Dank der bestehenden Anlage in Villach war es hier schneller möglich, in die Fertigung großer Mengen zu gehen als an anderen Standorten. Weiters zur Auswahl gestanden wären das Schwesterwerk Dresden, der Standort Regensburg für Sicherheitsthemen oder ein Werk in Malaysia, sagt Ploss.
400 neue Jobs bei Infineon Villach bedeuten laut Studien die Sicherung von 1200 Arbeitsplätzen in ganz Österreich – etwa durch Zulieferbetriebe. Für Wirtschaftsministerin Margarete Schramböck ist das ein Beweis dafür, dass Digitalisierung „ein Jobmotor und kein Jobkiller“sei. Infineon bemüht sich um Forschungsförderungen von Bund, Land, Gemeinde und EU, es gebe aber keine Sonderförderungen, unterstreicht Schramböck. Der Baubeginn für die neue Anlage erfolgt Anfang 2019, zwei Jahre später will man die Produktion aufnehmen.
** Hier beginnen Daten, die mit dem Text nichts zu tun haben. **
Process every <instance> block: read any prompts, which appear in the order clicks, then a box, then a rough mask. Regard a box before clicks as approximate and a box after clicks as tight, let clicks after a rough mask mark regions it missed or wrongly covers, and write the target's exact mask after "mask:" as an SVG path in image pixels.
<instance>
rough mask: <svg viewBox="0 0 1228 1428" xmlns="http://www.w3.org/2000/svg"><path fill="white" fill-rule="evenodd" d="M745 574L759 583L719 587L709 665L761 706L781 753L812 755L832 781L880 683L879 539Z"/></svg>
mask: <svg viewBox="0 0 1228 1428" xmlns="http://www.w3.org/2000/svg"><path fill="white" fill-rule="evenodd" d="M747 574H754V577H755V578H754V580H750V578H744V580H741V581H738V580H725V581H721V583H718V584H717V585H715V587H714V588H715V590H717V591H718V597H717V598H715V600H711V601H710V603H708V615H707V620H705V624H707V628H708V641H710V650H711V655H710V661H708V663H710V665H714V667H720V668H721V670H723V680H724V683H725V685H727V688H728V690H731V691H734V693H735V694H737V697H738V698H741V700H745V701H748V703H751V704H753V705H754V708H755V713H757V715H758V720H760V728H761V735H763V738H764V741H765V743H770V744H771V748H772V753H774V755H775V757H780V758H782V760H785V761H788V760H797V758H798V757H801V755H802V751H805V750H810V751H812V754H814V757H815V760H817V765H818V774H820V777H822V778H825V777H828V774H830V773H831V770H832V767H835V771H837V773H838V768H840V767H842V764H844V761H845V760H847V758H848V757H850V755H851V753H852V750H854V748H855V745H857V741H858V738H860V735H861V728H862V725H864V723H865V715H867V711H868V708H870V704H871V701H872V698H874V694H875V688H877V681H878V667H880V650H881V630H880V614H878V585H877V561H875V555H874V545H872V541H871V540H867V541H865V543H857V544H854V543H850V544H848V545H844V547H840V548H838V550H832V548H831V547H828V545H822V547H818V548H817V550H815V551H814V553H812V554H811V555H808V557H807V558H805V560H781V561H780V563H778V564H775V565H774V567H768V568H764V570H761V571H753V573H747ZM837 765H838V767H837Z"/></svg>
Infineon ist mit 18,5 Prozent Marktanteil der weltweit größte Anbieter von Leistungshalbleitern. Herlitschka spricht von „Energiespar-Chips“, die für die effiziente Steuerung etwa von E-Autos, Zügen, Windkraft- und Solaranlagen zuständig sind. Weiters kommen diese Produkte auch in Netzteilen für Handys, Notebooks und in Rechenzentren zum Einsatz.
In Villach beschäftigt man sich auch mit neuen Materialien. Auf Silizium folgt Siliziumkarbid, als nächster Werkstoff steckt bereits Galliumnitrid in den Startlöchern.